= Hasan M. El-Shamy =

Egyptian-born American folklorist (1938–2026)

Hasan M. El-Shamy (June 21, 1938 – August 16, 2026) was an Egyptian-American folklorist and academic. He was a professor of folklore (folkloristics) in the Department of Folklore and Ethnomusicology, the Department of Near Eastern Languages and Cultures, and the African Studies Program at Indiana University. He received a B.A. with honors in Arabic and Islamic studies from Ain-Shams University in Cairo, Egypt in 1959. He then completed an intensive graduate program in psychology and education from Ain-Shams (Heliopolis) University in 1959–1960. Later he received an M.A. in folklore from Indiana University in 1964, as well as a Ph.D. in folklore with interdisciplinary training in folklore, psychology, and anthropology from Indiana University in 1967. At the time of his death, El-Shamy was retired and professor emeritus at Indiana University Bloomington.

El-Shamy taught as an assistant professor of sociology and anthropology for a year (1967–1968) at Morehead State University before becoming the director of the archives at the Folklore Center of the Ministry of Culture in Cairo, Egypt, a role that he held from 1967 to 1972. During this period he was also an assistant professor of sociology and anthropology at The American University in Cairo. In 1972 he returned to Indiana University as a member of the faculty in the Folklore Institute (presently known as the Department of Folklore and Ethnomusicology). He has held numerous roles at Indiana University, including service as the director of graduate studies for the folklore program. He has held many visiting posts away from Indiana University, including as visiting professor at the Institute of Advanced Studies in Anthropology, National Museum of Ethnology, Japan (Osaka) in 2002, as well as a visiting professor in the department of sociology at Tanta University, Egypt in 2003.

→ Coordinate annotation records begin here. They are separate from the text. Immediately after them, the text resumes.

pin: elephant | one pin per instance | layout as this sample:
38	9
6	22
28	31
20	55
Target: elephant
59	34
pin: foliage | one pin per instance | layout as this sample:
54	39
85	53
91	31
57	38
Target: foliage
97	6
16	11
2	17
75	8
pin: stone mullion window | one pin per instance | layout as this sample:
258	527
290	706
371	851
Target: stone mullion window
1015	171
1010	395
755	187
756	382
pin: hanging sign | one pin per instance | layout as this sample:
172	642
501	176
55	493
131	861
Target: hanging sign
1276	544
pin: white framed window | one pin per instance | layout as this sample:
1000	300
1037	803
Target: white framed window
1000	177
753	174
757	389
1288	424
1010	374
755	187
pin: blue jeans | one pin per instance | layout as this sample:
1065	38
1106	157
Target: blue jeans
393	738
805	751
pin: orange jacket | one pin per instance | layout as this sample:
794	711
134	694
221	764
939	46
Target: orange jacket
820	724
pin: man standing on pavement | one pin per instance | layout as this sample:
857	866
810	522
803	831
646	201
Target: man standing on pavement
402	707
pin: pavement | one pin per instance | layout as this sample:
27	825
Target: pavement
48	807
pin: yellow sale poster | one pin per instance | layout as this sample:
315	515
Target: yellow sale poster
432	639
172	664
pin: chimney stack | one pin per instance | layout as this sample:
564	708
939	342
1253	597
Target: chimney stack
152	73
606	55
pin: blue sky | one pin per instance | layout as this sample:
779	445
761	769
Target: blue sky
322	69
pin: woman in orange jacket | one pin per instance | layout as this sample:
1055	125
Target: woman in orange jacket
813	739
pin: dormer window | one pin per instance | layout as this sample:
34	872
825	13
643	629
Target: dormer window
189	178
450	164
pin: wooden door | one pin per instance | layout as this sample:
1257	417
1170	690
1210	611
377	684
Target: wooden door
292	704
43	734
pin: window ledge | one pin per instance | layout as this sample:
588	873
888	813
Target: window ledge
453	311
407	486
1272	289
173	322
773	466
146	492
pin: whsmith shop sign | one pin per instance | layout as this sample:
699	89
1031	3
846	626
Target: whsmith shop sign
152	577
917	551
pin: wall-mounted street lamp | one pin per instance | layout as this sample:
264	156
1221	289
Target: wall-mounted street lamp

El-Shamy's research publications introduced a number of innovative approaches to the study of traditional cultures in general and Arabic communities in particular. Among these are the concepts and research methodology of "Folkloric Behavior," and "The Brother-Sister Syndrome" in Arab family life and psychological practices. Some of his research interests included religion, myth and ritual, narrative folk poetry, typology and classification, kinship and folklore, which he has analyzed through comparative, ethnographic and psychological approaches. He has written numerous articles and books on African, Arabic and Middle Eastern folk narratives.

In light of his contributions to the fields of Folklore and Middle Eastern studies, El-Shamy was awarded a number of honors, including the Senior Scholar Award from Institute of Advanced Studies in Anthropology, National Museum of Ethnology, Osaka, Japan in 2002. He also has been a Fulbright Fellow (1960–1961, 1987–1988) and has been elected as a Fellow of the American Folklore Society (2006).

El-Shamy died in Bloomington, Indiana on August 16, 2026, at the age of 88.

== Representative works ==

- Hasan El-Shamy (1980). Folktales of Egypt. Chicago: University of Chicago Press.
- Hasan El-Shamy (1995). Folk Traditions in the Arab World: A Guide to Motif Classification. 2 Vols. Bloomington: Indiana University Press.
- Hasan El-Shamy (1999). Tales Arab Women Tell: And the Behavioral Patterns They Portray. Bloomington: Indiana University Press.
- Hasan El-Shamy (2004). Types of the Folktale in the Arab World: A Demographically Oriented Tale-Type Index. Bloomington: Indiana University Press.
- El-Shamy, Hasan (2004). "Siblings in the Arabian Nights"
- Jane Garry and Hasan El-Shamy, eds. (2005). Archetypes and Motifs in Folklore and Literature: A Handbook. Armonk, NY: M.E. Sharpe.
- Hasan El-Shamy (2006). Motif Index of The Thousand and One Nights. Bloomington: Indiana University Press.
- Hasan El-Shamy (2008). Religion Among the Folk in Egypt. Westport, CT: Praeger.